Megaworld, a builder of residential and office towers, rose 4.4 percent to 2.39 pesos at the noon trading break, the biggest gainer in the 14-member Philippine Stock Exchange Property Index, bound for the highest close since April 27, 2011. The industry gauge added 0.6 percent, heading for a record close based on data going back to October 1994. Filinvest Land Inc. climbed 3 percent, heading for the highest since May 4. Empire East Land Holdings Inc. increased 2.4 percent.

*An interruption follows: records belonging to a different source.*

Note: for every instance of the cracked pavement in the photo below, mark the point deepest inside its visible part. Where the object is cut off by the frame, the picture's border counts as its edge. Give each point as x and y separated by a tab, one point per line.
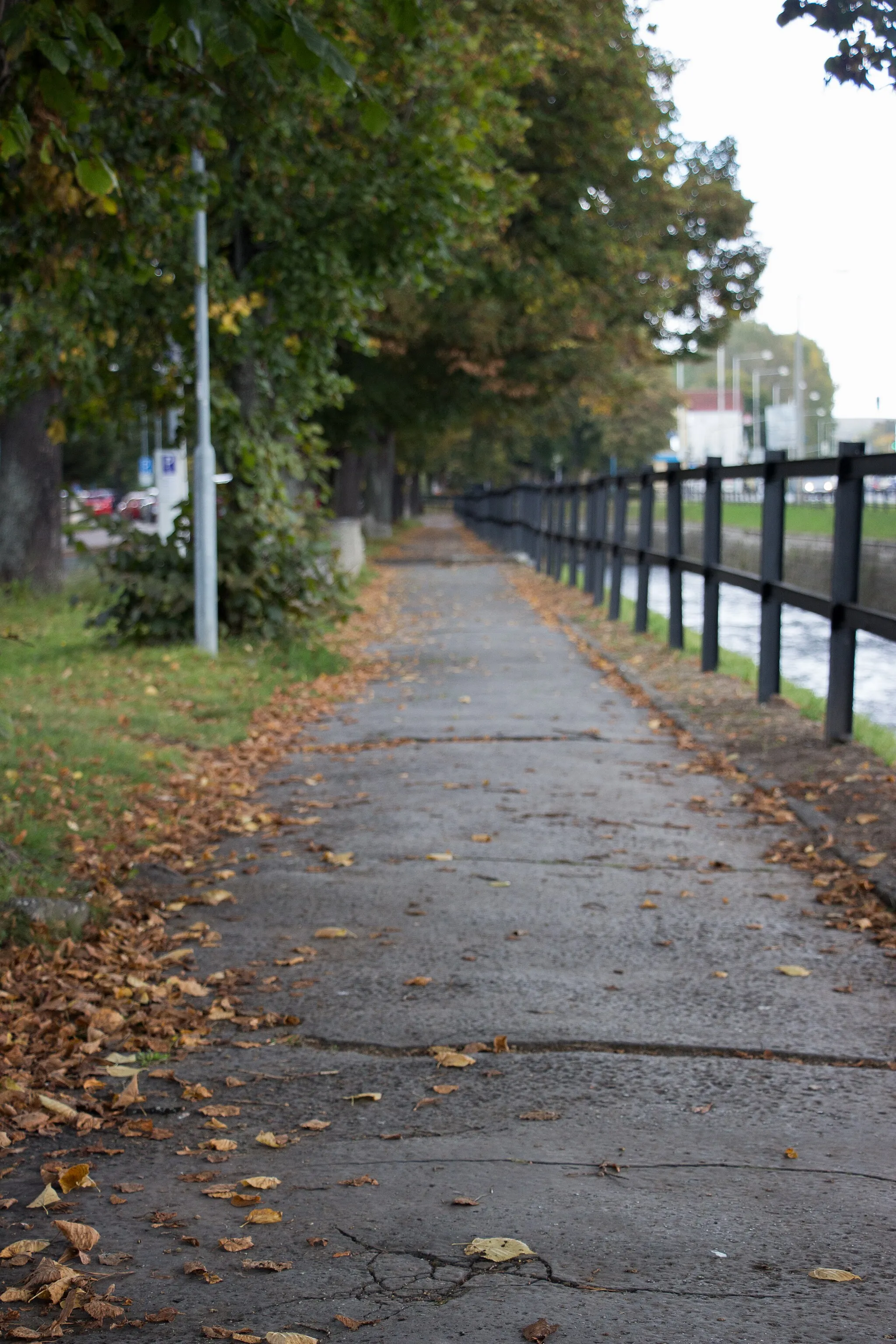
660	1037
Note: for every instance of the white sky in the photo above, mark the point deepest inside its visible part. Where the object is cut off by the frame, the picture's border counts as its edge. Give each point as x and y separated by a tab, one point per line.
820	164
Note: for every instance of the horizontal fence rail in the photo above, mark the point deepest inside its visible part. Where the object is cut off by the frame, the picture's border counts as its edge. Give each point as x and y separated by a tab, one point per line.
569	527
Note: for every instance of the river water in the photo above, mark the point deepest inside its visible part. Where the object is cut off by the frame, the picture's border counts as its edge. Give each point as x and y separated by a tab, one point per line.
805	640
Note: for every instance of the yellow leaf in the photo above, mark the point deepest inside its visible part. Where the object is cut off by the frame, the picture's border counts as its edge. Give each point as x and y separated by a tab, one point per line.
453	1060
272	1140
77	1178
45	1199
264	1215
58	1108
80	1236
497	1249
23	1249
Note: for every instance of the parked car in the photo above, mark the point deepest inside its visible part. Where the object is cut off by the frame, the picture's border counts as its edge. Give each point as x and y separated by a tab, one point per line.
139	506
98	502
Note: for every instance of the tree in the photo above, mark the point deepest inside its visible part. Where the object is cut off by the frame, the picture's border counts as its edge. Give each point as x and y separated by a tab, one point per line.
870	35
628	240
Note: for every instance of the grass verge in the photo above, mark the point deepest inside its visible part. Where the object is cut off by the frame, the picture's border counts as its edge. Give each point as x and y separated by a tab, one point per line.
85	725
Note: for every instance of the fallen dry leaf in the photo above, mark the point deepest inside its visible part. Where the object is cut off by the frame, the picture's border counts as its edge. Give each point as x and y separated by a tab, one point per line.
80	1236
539	1331
497	1249
26	1248
262	1215
269	1140
235	1244
195	1092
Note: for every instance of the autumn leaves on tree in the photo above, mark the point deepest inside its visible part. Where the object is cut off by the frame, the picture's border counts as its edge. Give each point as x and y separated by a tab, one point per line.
440	233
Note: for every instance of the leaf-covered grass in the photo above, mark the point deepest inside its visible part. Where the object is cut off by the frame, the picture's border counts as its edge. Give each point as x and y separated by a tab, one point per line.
82	722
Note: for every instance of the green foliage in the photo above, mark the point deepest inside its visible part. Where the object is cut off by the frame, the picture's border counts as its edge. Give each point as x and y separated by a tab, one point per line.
274	561
868	29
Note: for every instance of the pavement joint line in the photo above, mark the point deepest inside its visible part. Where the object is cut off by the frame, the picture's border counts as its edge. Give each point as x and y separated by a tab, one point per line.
601	1047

Tetangco said price growth in the Philippines this year and in 2013 will remain within the central bank’s target, giving monetary authorities space to keep interest rates low. Inflation slowed to 3.6 percent last month, from 3.8 percent in August, the National Statistics Office said today. The central bank held the overnight borrowing rate at a record-low 3.75 percent last month and holds its next policy meeting on Oct. 25.

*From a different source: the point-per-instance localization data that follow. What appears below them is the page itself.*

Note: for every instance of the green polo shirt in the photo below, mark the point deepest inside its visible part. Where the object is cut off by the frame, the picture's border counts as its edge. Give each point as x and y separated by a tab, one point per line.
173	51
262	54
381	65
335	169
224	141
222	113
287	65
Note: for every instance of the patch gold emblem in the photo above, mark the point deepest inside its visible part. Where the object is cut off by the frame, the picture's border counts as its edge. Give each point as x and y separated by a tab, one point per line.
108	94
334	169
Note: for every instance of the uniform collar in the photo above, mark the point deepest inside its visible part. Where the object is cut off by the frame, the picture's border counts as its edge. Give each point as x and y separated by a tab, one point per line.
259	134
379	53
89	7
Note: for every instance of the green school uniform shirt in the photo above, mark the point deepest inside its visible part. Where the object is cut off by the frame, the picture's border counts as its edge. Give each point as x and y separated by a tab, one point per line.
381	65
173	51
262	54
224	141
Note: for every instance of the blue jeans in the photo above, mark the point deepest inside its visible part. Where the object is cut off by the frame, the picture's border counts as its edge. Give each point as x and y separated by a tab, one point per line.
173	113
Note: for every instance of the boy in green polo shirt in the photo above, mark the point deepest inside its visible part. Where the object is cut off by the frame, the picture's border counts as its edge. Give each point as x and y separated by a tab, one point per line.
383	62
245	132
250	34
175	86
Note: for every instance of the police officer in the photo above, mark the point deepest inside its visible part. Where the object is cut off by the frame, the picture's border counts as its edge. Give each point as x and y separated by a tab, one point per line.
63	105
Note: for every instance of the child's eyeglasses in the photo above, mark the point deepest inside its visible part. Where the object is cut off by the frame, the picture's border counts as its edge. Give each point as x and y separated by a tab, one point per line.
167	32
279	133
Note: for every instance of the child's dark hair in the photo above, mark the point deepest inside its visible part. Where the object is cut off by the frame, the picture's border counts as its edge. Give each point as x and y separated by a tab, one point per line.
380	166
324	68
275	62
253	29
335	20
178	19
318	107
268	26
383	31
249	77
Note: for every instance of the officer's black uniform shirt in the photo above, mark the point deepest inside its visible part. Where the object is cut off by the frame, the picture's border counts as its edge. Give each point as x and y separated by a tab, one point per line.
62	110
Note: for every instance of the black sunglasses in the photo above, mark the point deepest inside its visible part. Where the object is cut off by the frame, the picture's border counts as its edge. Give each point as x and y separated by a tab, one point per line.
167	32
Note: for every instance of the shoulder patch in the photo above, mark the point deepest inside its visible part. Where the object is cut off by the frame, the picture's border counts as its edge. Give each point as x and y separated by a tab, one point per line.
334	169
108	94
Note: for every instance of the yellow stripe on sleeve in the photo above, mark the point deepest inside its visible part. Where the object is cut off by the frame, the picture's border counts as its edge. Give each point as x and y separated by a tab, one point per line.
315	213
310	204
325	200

“Real estate demand is supported by the low interest-rate environment,” said Jonathan Ravelas, chief market strategist at Manila-based BDO Unibank Inc. “Easing inflation allows interest rates to stay low, and low interest rates allow for more economic expansion.”
The benchmark Philippine Stock Exchange index climbed for a fourth day, adding 0.6 percent. The Asian Development Bank raised on Oct. 3 its forecast for Philippine economic growth this year to 5.5 percent, from 4.8 percent, and cut its outlook on inflation to an average 3.5 percent, from an earlier estimate of 3.7 percent.